Currently there are no established daily doses for ALA supplementation. However, a general dose of 20 to 50 mg daily is considered sufficient for dietary needs. ALA can be found in vitamin formulas at a concentration of less than 10 mg per dose. The antioxidant can be purchased in doses ranging from 30 to 100 mg in all available forms. Higher or therapeutic doses should be discussed with a doctor and a regimen planned for the stated purpose.
Side effects of Alpha Lipoic Acid are usually minimal and mild. They can include headache, tingling sensations, skin rash or muscle cramps. A rare side effect is called insulin autoimmune syndrome, which causes hypoglycemia and reactive antibodies directed against the body’s own insulin.
The safety of ALA is nursing or pregnant women, children and people who have liver or kidney disease is not known and therefore, not recommended.
Patient currently taking diabetic medications should check with their doctor before taking supplementary ALA. This caution would also apply to person taking thyroid medications.

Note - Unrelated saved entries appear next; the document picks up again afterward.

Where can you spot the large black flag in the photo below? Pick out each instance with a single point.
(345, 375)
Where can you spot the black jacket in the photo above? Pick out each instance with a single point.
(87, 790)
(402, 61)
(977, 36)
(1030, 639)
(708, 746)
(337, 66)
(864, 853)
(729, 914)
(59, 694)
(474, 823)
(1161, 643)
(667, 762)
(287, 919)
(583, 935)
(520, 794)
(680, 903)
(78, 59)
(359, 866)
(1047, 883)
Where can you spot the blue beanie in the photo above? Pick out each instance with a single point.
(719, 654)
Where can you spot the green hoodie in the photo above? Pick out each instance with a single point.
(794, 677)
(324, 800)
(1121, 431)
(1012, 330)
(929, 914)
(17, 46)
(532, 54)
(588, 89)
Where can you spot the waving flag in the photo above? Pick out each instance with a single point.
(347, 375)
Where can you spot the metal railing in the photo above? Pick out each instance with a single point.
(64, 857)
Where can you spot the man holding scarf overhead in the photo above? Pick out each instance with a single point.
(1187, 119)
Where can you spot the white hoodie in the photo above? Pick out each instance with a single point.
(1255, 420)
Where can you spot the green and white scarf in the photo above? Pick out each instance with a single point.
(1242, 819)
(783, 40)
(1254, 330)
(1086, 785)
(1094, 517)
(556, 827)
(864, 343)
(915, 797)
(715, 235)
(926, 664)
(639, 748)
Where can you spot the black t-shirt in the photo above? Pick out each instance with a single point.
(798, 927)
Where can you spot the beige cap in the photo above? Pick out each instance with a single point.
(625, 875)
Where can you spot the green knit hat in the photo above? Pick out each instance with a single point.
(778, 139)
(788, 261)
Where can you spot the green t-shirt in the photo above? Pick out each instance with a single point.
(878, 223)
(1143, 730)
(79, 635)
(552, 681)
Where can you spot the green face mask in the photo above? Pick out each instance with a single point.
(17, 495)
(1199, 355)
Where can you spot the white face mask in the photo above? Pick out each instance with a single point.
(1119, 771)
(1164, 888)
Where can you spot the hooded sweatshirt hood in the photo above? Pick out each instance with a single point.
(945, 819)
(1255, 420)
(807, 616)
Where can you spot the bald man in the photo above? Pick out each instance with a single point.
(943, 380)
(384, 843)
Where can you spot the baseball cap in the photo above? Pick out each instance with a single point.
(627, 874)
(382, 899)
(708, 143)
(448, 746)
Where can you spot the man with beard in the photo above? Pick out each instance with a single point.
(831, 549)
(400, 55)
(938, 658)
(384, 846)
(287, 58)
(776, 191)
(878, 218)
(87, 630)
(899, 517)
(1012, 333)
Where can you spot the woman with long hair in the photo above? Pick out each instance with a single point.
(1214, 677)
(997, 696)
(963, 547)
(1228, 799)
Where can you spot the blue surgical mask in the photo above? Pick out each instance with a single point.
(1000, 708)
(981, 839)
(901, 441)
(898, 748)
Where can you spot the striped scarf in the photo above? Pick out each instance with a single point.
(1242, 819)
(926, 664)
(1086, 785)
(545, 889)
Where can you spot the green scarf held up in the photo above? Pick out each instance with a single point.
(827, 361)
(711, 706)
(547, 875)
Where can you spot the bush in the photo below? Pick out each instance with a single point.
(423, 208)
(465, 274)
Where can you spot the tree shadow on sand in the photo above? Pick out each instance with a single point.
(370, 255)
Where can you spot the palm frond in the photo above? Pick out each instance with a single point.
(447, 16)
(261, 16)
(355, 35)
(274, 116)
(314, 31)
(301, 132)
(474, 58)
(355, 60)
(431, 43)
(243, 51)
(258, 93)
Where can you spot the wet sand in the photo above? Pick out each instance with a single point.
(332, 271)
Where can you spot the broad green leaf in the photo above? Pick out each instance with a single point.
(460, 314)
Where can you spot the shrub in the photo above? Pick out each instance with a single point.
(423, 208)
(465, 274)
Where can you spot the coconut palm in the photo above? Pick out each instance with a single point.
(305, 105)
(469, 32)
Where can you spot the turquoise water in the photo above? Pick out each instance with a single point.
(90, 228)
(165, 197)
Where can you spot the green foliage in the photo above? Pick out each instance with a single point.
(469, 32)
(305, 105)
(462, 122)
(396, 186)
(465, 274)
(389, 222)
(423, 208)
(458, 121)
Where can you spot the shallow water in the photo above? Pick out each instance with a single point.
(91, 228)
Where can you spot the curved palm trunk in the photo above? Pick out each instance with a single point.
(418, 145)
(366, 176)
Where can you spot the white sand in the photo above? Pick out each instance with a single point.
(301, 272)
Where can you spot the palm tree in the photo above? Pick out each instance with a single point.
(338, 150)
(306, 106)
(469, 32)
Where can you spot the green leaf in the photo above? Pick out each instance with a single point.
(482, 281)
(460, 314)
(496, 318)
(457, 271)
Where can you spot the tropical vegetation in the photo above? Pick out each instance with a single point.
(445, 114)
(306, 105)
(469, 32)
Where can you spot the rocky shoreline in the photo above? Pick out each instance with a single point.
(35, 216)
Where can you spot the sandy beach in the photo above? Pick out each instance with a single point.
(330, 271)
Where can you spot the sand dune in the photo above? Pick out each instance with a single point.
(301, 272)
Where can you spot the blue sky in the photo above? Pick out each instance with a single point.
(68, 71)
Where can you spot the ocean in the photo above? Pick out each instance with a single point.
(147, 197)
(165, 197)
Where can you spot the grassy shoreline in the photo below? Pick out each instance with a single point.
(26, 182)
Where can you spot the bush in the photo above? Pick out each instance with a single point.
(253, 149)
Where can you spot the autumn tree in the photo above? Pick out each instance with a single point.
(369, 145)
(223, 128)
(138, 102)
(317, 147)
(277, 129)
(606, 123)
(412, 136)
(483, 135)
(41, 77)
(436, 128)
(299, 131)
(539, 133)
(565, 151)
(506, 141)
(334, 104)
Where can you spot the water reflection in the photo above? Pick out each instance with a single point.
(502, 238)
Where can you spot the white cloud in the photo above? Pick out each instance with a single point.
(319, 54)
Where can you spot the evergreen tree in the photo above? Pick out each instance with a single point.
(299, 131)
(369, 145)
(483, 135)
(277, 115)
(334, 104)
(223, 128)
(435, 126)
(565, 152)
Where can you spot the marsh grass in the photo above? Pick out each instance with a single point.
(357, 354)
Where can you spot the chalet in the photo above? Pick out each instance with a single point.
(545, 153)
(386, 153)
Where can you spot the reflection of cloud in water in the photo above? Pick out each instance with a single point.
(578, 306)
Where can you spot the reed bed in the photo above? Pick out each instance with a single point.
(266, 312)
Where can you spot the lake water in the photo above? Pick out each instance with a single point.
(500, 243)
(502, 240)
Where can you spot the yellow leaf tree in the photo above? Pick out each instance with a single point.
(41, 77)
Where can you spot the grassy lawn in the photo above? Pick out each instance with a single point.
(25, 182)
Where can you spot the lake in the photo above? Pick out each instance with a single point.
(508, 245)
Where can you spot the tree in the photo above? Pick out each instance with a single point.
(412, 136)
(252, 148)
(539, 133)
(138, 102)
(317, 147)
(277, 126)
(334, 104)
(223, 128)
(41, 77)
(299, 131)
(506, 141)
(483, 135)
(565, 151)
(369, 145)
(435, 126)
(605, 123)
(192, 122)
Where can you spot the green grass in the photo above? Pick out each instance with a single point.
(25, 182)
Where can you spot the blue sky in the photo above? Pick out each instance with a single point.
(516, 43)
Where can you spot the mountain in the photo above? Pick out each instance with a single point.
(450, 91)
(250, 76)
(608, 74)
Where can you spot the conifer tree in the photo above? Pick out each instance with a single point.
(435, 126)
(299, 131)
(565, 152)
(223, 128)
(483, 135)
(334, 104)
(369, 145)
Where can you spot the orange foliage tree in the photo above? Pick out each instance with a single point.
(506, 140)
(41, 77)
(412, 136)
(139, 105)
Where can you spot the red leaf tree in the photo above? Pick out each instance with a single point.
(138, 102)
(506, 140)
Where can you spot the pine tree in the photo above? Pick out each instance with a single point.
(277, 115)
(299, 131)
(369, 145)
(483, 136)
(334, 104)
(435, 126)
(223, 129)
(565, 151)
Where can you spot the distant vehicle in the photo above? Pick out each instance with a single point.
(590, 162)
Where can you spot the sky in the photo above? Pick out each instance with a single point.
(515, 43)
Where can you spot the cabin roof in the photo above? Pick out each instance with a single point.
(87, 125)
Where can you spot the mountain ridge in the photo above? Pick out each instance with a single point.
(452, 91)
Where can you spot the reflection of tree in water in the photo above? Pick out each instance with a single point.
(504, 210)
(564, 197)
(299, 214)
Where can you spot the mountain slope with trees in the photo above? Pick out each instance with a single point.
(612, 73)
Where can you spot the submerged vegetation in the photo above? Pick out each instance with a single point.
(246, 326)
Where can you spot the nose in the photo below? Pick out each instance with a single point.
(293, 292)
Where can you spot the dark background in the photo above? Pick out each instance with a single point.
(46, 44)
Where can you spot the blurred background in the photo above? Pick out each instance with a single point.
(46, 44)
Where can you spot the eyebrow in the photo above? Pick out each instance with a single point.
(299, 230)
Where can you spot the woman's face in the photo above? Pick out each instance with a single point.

There are a large number of names for Alpha Lipoic Acid. If cautionary warnings apply to an individual or family member, check for these alternate names as they may appear on supplementary or proprietary formulations.
Acetate Replacing Factor, A-lipoic Acid, Alpha-Lipoic Acid Extract, Biletan, Lipoicin, R-ALA, R-alpha-lipoic acid R, S-alpha Lipoic Acid, (R)-Lipoic Acid, RS-alpha-lipoic acid Thioctacid, Thioctan, Thioctic Acid, 1,2-dithiolane-3-pentanoic acid, 1,2-dithiolane-3-valeric acid, 6,8-dithiooctanoic acid, 6,8-thioctic acid, 5-(1,2-dithiolan-3-yl) valeric acid.